Autorka: Karty na stół!
W działach: RPG, konwenty | Odsłony: 5Witajcie!
Po zjAvie w mojej głowie urodził się pomysł na autorkę. Ma to być bardzo prosta, bardzo mało losowa mechanika do rozgrywania sesji opartych na tajemnicach, odkryciach i śledztwach. Dwiema głównymi inspiracjami są Castle Falkenstein i Swords & Wizardry.

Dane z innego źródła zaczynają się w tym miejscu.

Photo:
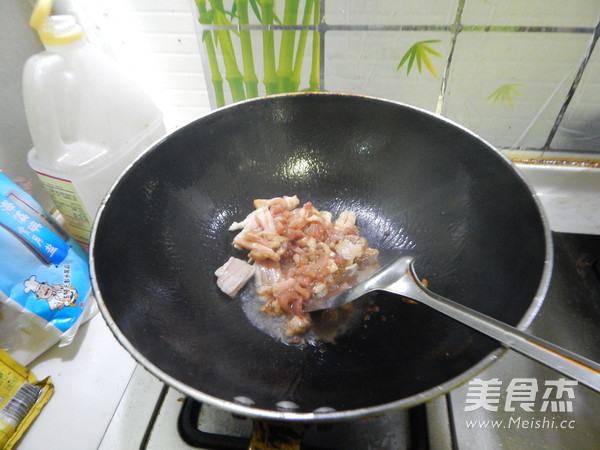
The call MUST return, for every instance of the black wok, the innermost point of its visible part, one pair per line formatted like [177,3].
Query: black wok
[419,184]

Chcę, by gra opierała się na zdrowym rozsądku i kartach. Wszystko, co tylko się da – przeszukiwanie, negocjacje, zastawianie pułapek itp. – ma być rozstrzygane narracyjnie albo w oparciu o improwizowane na szybko reguły (jak to działa? Przeczytaj artykuł Squida). Z kolei za odporność i wysiłek postaci odpowiadać będą karty. Gracze mają dostawać pięć kart tego samego koloru - od 2 do 6 – i zagrywają je, gdy postać robi coś męczącego: walczy, płynie we wzburzonej wodzie, wspina się, opiera się truciźnie lub magii. Oczywiście im trudniejsza czynność, tym wyższą kartę trzeba zagrać, a niektóre czynności są po prostu niewykonalne. Zagrać można zarówno kartę odpowiednią do wyzwania, jak i wyższą – obie zadziałają tak samo. Szalenie ważne są okoliczności – trudne zadanie może się obyć bez kart, gdy drużyna skombinuje odpowiedni sprzęt. Ważne jest to, że karty działają i w ataku – by coś zrobić, i w obronie – by coś wytrzymać. Gdy postać nie będzie mogła zagrać karty w obronie, „przegrywa”. Umiera, traci przytomność, zostaje pojmana, staje się marionetką telepaty – zależnie od konwencji i okoliczności.
Karty można nie tylko tracić, ale i zyskiwać. Krótki odpoczynek – drobny posiłek, półgodzinna drzemka, rozmowa z przyjacielem – pozwala odzyskać jedną kartę, a dłuższy – uczta, wizyta w szpitalu, dobrze przespana noc – trzy. Podobna sytuacja nie może zadziałać kilka razy pod rząd.
Wydaje mi się, że to fajne ujęcie zarządzania surowcami – rzeczy ważnej w sesjach przygodowych i śledztwach – w jednej prostej regule. Czy przez brak rzutów wszystko będzie przewidywalne? W żadnym wypadku! Gracze przecież nie wiedzą, co czeka na nich za progiem i jak wielki wysiłek będzie potrzebny, a prowadzący nie wie, co strzeli graczom do głowy.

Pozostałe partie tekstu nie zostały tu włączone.